Once the correct training data set is considered, the next task is to train algorithms over large data sets to estimate the hypothesis function (h) with its features (fitting parameters), as shown in the schematic (figure 2).
Once the hypothesis function is obtained from multiple iterations over the training data set, then it can be verified with test data sets (input to hypothesis function, as shown in the schematic). When the hypothesis function does not give the right output, this means that (i) either the training set is not large enough to represent the problem in question or (ii) there are an insufficient number of features in the hypothesis function.
The latter requires increasing the feature size or the neural network. Both of these cases again emphasize the size of the data.
Figure 2: A schematic showing how the large data sets are used in the training set and the role of large numbers behind the scenes.
​
​
​
​
​
Performance of algorithms
​
In addition to accuracy, the performance of algorithms depends upon the size of data or amount of data. When the data size increases, we are forcing algorithms to fit the data properly, thus minimizing the errors. (The more data there is, the less prone it is to statistical error.) Figure 3 shows a schematic graph illustrating the performance of algorithms with the set amount of data.
Four different curves representing the data trained with (i) traditional machine learning algorithm (black), (ii) small neural network (NN) (blue), (iii) medium NN (green), and (iv) large NN (red) are shown. All curves clearly show the increase in performance of algorithms with the amount of data until they reach plateau.
When neural networks are chosen (blue, green, and red curves), we can train traditional machine learning algorithms (black curve) further to enhance the performance. In the schematic, both x and y axes are given in arbitrary units because these values depend on the nature of the complexity of the problems under study.

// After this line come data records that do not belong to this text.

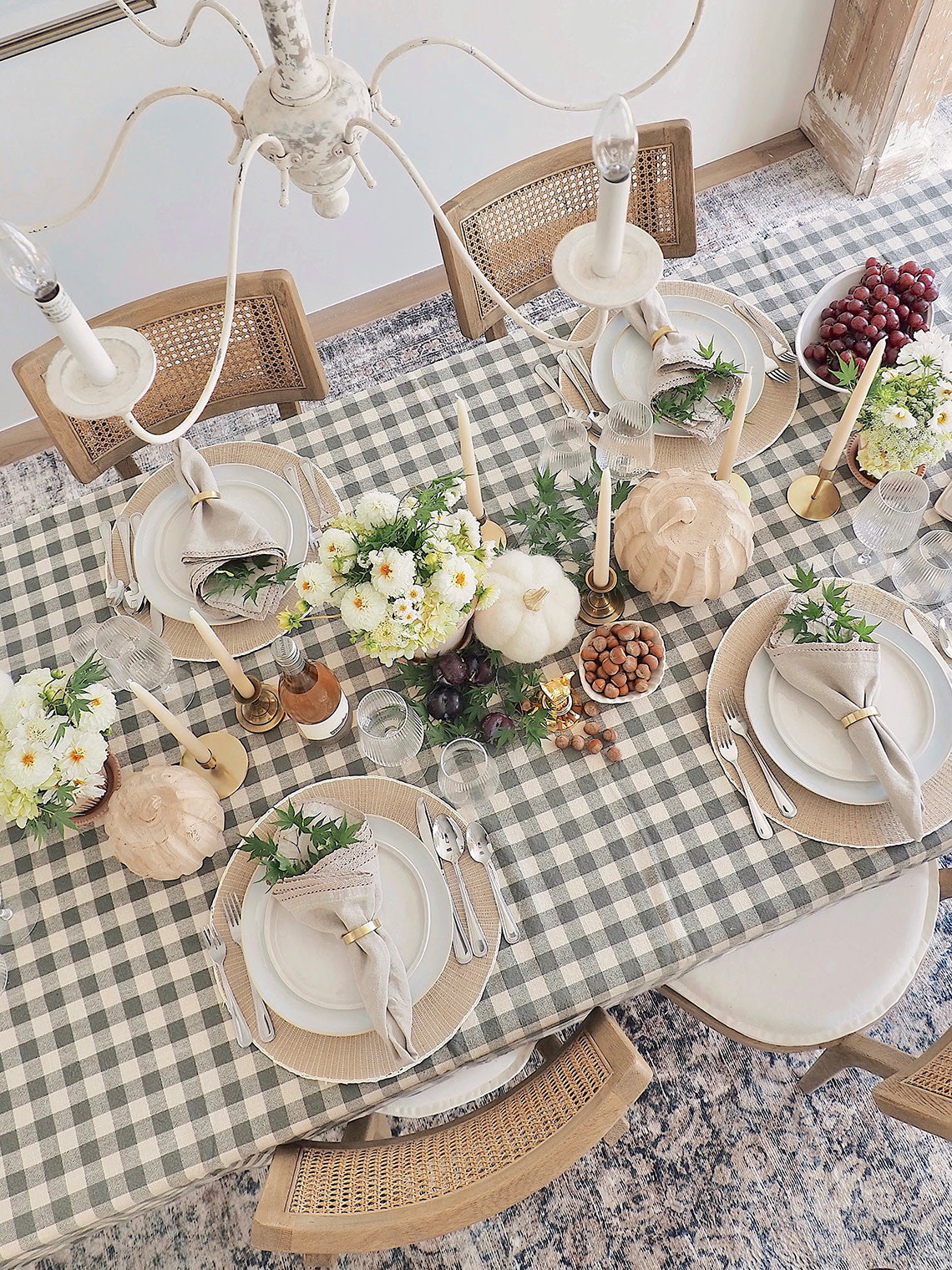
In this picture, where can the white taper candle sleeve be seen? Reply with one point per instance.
(241, 681)
(847, 422)
(603, 531)
(473, 495)
(610, 226)
(729, 455)
(187, 739)
(79, 337)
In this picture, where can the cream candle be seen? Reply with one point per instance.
(473, 495)
(603, 531)
(185, 738)
(239, 679)
(847, 422)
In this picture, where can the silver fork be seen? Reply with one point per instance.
(215, 947)
(737, 724)
(232, 916)
(727, 749)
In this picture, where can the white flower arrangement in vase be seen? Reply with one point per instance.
(405, 573)
(53, 746)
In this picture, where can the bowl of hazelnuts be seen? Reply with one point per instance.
(621, 662)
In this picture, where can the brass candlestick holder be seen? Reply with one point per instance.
(602, 605)
(258, 713)
(815, 498)
(229, 766)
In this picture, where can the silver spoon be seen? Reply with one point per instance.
(481, 851)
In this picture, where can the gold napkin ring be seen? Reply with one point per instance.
(856, 715)
(359, 931)
(203, 495)
(661, 333)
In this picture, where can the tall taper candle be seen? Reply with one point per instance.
(197, 749)
(238, 677)
(473, 495)
(841, 434)
(603, 531)
(729, 455)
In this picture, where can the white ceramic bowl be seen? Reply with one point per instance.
(632, 698)
(809, 325)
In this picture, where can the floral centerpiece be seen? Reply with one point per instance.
(53, 746)
(405, 573)
(907, 419)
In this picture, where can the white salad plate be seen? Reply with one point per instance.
(810, 746)
(165, 522)
(307, 977)
(621, 361)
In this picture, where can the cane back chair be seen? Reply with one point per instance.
(372, 1191)
(512, 221)
(271, 358)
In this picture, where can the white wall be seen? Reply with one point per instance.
(163, 217)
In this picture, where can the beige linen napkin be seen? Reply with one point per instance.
(220, 531)
(342, 893)
(676, 361)
(844, 678)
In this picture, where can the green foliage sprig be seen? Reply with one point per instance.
(824, 619)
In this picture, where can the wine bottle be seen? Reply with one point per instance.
(310, 693)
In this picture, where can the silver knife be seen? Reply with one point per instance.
(461, 944)
(915, 627)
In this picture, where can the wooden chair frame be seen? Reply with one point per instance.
(564, 166)
(518, 1153)
(277, 328)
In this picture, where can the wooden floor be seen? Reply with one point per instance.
(31, 437)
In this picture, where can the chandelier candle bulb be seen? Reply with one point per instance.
(236, 676)
(473, 495)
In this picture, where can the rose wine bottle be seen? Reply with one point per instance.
(310, 693)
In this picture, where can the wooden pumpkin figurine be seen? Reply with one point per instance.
(164, 820)
(534, 613)
(683, 537)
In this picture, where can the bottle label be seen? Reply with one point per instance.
(327, 728)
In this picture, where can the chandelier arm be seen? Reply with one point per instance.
(178, 90)
(175, 42)
(227, 318)
(552, 341)
(449, 42)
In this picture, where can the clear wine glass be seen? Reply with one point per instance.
(885, 522)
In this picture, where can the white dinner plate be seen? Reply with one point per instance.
(306, 976)
(813, 749)
(703, 320)
(161, 535)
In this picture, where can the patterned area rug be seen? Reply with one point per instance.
(727, 1166)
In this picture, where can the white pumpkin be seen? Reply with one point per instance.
(534, 613)
(163, 822)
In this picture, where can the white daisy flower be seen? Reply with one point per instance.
(391, 571)
(362, 607)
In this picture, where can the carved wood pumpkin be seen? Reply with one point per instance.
(683, 537)
(163, 822)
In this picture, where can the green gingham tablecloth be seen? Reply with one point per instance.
(119, 1081)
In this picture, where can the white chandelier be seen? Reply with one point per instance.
(309, 114)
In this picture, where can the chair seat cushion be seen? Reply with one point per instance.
(828, 974)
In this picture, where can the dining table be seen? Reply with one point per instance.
(121, 1082)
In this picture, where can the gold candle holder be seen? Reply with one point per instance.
(815, 498)
(229, 766)
(258, 713)
(602, 605)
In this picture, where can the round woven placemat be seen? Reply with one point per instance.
(239, 638)
(837, 823)
(437, 1015)
(763, 425)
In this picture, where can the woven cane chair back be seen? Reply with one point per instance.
(512, 221)
(333, 1198)
(271, 358)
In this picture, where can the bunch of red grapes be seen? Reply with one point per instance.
(891, 302)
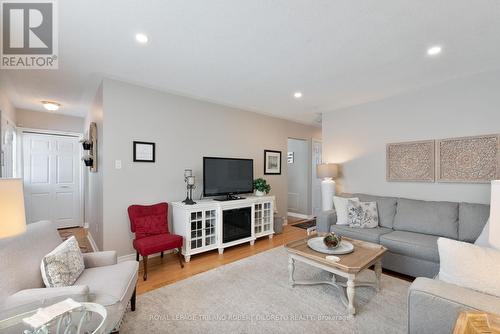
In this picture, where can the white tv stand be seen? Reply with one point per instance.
(201, 224)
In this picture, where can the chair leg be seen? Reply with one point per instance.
(132, 301)
(145, 261)
(180, 257)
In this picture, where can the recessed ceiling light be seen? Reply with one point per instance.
(434, 50)
(141, 38)
(51, 106)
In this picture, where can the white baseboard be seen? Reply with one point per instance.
(131, 257)
(299, 215)
(92, 242)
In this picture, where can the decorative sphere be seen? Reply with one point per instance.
(332, 240)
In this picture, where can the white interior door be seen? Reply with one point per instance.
(52, 179)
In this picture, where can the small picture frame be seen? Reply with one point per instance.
(272, 162)
(144, 151)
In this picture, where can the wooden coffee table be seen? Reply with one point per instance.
(350, 265)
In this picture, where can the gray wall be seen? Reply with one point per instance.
(184, 131)
(8, 110)
(94, 181)
(299, 177)
(357, 137)
(48, 121)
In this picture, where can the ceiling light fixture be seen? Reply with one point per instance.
(51, 106)
(141, 38)
(434, 51)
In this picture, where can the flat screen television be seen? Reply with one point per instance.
(227, 176)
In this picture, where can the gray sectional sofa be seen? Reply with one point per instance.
(410, 229)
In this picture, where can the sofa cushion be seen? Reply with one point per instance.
(109, 285)
(422, 246)
(386, 208)
(471, 220)
(435, 218)
(469, 266)
(63, 265)
(20, 257)
(365, 234)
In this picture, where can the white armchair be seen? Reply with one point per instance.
(104, 280)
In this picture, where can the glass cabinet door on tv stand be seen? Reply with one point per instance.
(202, 230)
(263, 217)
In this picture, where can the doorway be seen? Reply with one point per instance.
(299, 178)
(52, 176)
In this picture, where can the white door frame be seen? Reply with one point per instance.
(20, 154)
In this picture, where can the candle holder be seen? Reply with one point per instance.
(190, 185)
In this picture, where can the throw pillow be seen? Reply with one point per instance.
(63, 265)
(340, 204)
(150, 225)
(362, 214)
(484, 238)
(469, 266)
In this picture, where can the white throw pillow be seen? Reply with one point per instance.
(340, 204)
(469, 266)
(63, 265)
(484, 238)
(362, 214)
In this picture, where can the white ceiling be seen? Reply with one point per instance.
(254, 54)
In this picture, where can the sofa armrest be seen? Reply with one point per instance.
(325, 219)
(29, 299)
(434, 305)
(99, 259)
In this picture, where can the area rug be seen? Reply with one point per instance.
(253, 296)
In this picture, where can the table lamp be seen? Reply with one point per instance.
(494, 234)
(12, 215)
(327, 172)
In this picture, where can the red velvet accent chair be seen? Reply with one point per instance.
(150, 225)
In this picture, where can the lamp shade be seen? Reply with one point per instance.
(327, 170)
(494, 235)
(12, 216)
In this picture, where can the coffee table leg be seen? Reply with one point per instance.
(291, 269)
(350, 295)
(378, 273)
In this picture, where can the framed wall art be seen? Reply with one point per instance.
(411, 161)
(272, 162)
(468, 159)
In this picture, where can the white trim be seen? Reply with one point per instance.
(52, 132)
(92, 241)
(299, 215)
(131, 257)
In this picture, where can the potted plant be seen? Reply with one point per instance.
(261, 187)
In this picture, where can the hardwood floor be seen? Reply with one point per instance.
(167, 270)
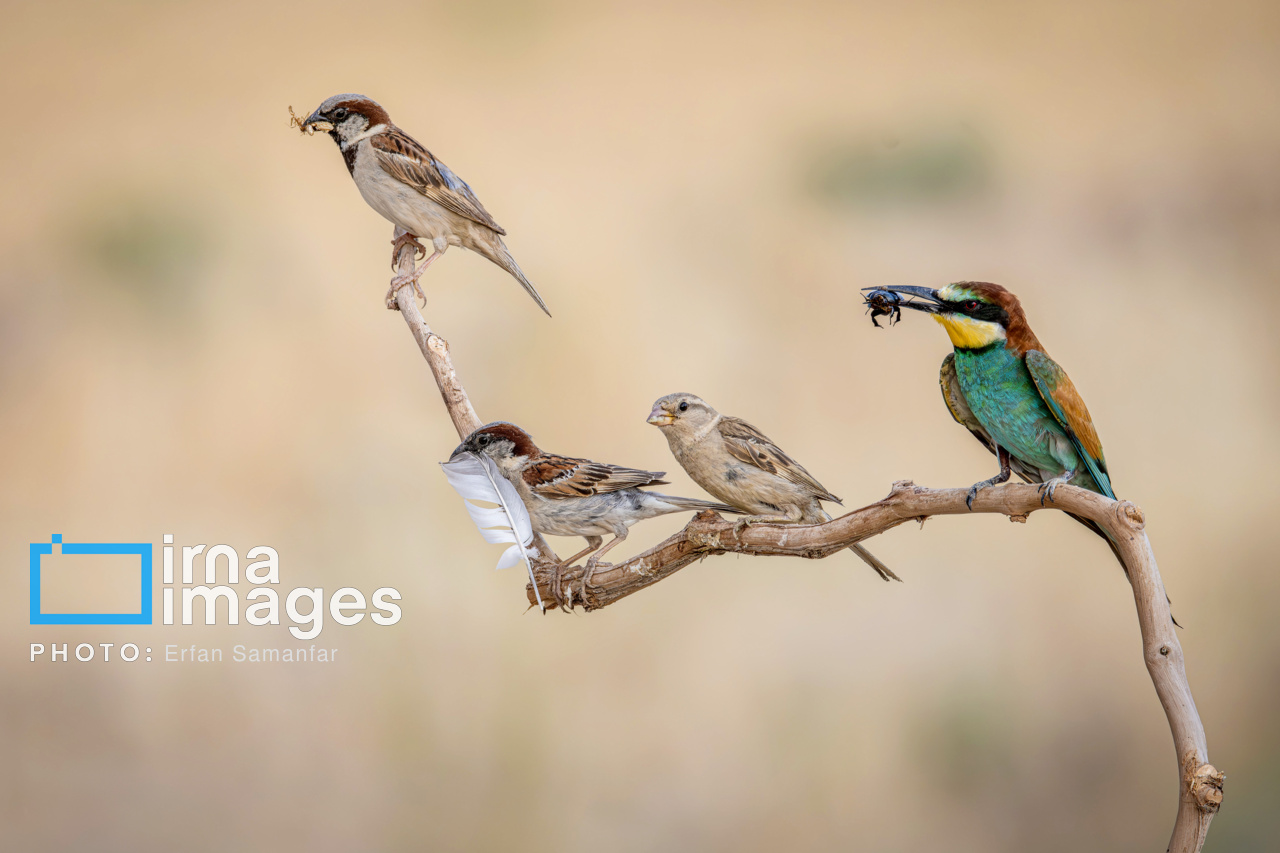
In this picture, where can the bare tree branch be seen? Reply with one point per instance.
(707, 534)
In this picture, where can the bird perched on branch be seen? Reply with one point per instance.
(576, 497)
(737, 464)
(1004, 388)
(402, 181)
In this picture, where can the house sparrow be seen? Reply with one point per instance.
(737, 464)
(403, 182)
(576, 497)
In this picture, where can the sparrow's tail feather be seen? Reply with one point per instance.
(871, 560)
(502, 258)
(691, 503)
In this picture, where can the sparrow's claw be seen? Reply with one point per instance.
(401, 242)
(410, 279)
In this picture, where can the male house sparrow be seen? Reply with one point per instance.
(403, 182)
(576, 497)
(737, 464)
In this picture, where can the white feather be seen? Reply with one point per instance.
(494, 507)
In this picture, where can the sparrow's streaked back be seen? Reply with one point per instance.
(576, 497)
(402, 181)
(737, 464)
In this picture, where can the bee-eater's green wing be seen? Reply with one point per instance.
(959, 407)
(1069, 409)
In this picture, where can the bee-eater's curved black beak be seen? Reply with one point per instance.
(929, 304)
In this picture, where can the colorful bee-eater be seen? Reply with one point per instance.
(1005, 389)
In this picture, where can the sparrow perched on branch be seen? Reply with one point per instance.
(737, 464)
(403, 182)
(576, 497)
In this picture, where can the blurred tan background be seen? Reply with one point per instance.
(192, 341)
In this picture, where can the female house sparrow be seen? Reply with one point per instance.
(576, 497)
(403, 182)
(737, 464)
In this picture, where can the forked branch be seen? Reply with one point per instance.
(707, 534)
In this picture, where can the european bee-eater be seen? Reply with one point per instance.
(1005, 389)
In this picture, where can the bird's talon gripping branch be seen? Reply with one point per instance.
(401, 242)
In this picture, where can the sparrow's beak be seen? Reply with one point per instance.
(315, 122)
(659, 416)
(929, 302)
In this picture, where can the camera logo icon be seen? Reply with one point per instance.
(78, 583)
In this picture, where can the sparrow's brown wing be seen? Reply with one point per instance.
(749, 445)
(402, 158)
(561, 477)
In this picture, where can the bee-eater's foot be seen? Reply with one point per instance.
(1048, 487)
(401, 242)
(977, 487)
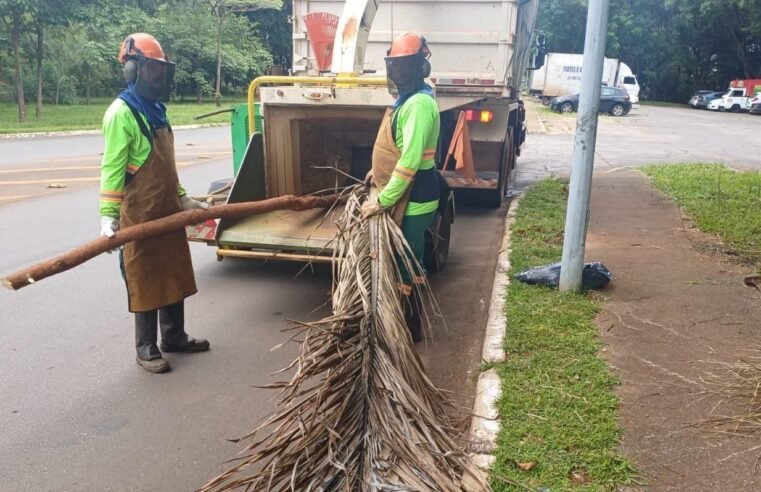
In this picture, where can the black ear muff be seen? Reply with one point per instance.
(426, 68)
(129, 70)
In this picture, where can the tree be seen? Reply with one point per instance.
(222, 9)
(15, 15)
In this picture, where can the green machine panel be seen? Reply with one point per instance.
(239, 132)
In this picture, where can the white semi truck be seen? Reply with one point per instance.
(561, 76)
(327, 112)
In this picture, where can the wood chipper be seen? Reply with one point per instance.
(318, 126)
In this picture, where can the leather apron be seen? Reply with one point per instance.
(158, 271)
(386, 156)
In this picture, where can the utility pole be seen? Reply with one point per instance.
(582, 166)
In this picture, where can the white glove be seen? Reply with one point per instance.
(108, 226)
(370, 208)
(188, 203)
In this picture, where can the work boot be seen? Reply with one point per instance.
(412, 309)
(173, 336)
(148, 354)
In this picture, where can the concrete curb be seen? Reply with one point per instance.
(74, 133)
(485, 425)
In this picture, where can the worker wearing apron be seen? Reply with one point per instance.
(403, 165)
(139, 183)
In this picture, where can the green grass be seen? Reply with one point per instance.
(558, 407)
(88, 117)
(720, 200)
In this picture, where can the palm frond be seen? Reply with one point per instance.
(359, 413)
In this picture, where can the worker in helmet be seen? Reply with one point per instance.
(404, 155)
(139, 183)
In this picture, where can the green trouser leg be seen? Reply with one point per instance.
(413, 228)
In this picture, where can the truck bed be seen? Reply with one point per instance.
(307, 232)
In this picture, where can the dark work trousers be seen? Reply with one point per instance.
(170, 318)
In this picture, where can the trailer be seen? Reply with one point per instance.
(317, 126)
(560, 75)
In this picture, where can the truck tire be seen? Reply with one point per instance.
(437, 241)
(617, 110)
(495, 198)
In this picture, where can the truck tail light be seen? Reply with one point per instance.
(484, 116)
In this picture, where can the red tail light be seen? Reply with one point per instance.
(484, 116)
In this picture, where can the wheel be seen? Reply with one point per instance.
(437, 241)
(617, 110)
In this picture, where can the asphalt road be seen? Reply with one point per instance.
(77, 413)
(647, 135)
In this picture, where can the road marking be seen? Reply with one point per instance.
(64, 180)
(199, 154)
(13, 197)
(48, 169)
(48, 181)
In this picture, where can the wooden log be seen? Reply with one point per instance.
(157, 227)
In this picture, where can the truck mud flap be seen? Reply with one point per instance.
(485, 181)
(202, 233)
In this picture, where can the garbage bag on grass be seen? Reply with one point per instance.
(594, 276)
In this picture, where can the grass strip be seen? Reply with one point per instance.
(720, 200)
(558, 407)
(89, 117)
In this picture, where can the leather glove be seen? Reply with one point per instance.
(108, 226)
(187, 203)
(370, 208)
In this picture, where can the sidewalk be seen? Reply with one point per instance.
(676, 313)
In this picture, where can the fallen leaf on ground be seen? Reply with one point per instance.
(579, 477)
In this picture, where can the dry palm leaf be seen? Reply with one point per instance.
(359, 413)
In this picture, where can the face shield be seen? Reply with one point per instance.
(155, 79)
(405, 74)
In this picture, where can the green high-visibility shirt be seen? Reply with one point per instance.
(417, 134)
(126, 150)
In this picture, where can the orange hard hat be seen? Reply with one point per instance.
(408, 44)
(141, 44)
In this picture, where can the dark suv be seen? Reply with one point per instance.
(700, 99)
(613, 100)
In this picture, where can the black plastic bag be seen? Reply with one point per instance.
(594, 276)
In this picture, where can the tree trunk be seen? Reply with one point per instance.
(15, 41)
(40, 54)
(87, 86)
(157, 227)
(218, 93)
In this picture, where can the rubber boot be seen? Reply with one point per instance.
(173, 336)
(148, 354)
(412, 309)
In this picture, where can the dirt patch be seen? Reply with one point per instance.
(676, 312)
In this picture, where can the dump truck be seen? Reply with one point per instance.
(314, 129)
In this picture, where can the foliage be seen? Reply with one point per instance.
(674, 46)
(720, 200)
(558, 405)
(81, 40)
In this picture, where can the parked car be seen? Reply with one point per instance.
(700, 99)
(716, 105)
(613, 100)
(755, 104)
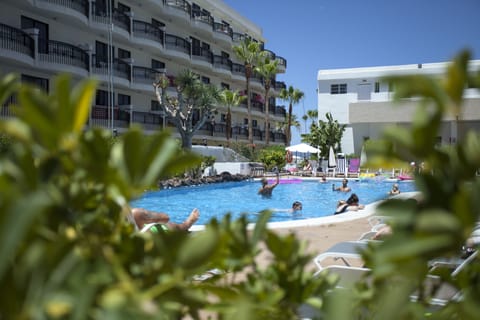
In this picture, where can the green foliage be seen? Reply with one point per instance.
(67, 251)
(437, 225)
(273, 156)
(325, 134)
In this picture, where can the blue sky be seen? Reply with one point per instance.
(330, 34)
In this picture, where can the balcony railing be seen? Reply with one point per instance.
(121, 69)
(222, 28)
(77, 5)
(180, 5)
(146, 30)
(16, 40)
(222, 63)
(200, 53)
(144, 75)
(119, 18)
(64, 53)
(173, 42)
(238, 69)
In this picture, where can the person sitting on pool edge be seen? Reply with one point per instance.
(266, 189)
(343, 188)
(395, 190)
(143, 217)
(352, 204)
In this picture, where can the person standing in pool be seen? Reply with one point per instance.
(266, 189)
(143, 217)
(352, 204)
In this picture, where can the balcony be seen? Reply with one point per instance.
(238, 72)
(73, 8)
(222, 33)
(180, 10)
(150, 34)
(203, 24)
(121, 70)
(202, 58)
(222, 65)
(143, 78)
(16, 44)
(119, 19)
(179, 47)
(64, 54)
(282, 64)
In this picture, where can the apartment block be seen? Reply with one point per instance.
(127, 45)
(360, 99)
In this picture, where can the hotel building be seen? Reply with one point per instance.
(127, 45)
(358, 98)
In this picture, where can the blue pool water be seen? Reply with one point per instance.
(215, 200)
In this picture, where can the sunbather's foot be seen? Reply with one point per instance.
(193, 217)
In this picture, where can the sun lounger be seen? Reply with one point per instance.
(341, 251)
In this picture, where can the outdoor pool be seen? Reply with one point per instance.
(215, 200)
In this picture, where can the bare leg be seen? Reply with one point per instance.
(185, 225)
(143, 217)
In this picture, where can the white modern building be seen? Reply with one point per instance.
(127, 45)
(358, 98)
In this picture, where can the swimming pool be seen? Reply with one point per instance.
(215, 200)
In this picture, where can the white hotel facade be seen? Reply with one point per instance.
(42, 38)
(359, 99)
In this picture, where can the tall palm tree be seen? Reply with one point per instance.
(230, 99)
(249, 52)
(293, 96)
(267, 69)
(193, 96)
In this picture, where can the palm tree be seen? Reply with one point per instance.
(293, 96)
(193, 96)
(230, 99)
(267, 69)
(249, 52)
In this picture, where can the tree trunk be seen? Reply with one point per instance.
(289, 126)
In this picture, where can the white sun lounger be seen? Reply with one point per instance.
(341, 251)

Figure 3: Performance of algorithms (y axis) with the amount of data (x axis). Performance of algorithm gets better with the amount of data and the size of neural networks shown in different colors.
Conclusion
​
Smart devices generate large data sets which are processed by technologies, like AI and bots, to provide and improve the quality of services to customers in fields such as healthcare and medicine.
Precision medicine is one application area that uses big data analytics with large neural networks. Given the advent of bots augmented with neural networks, the world would reach a standstill point without AI.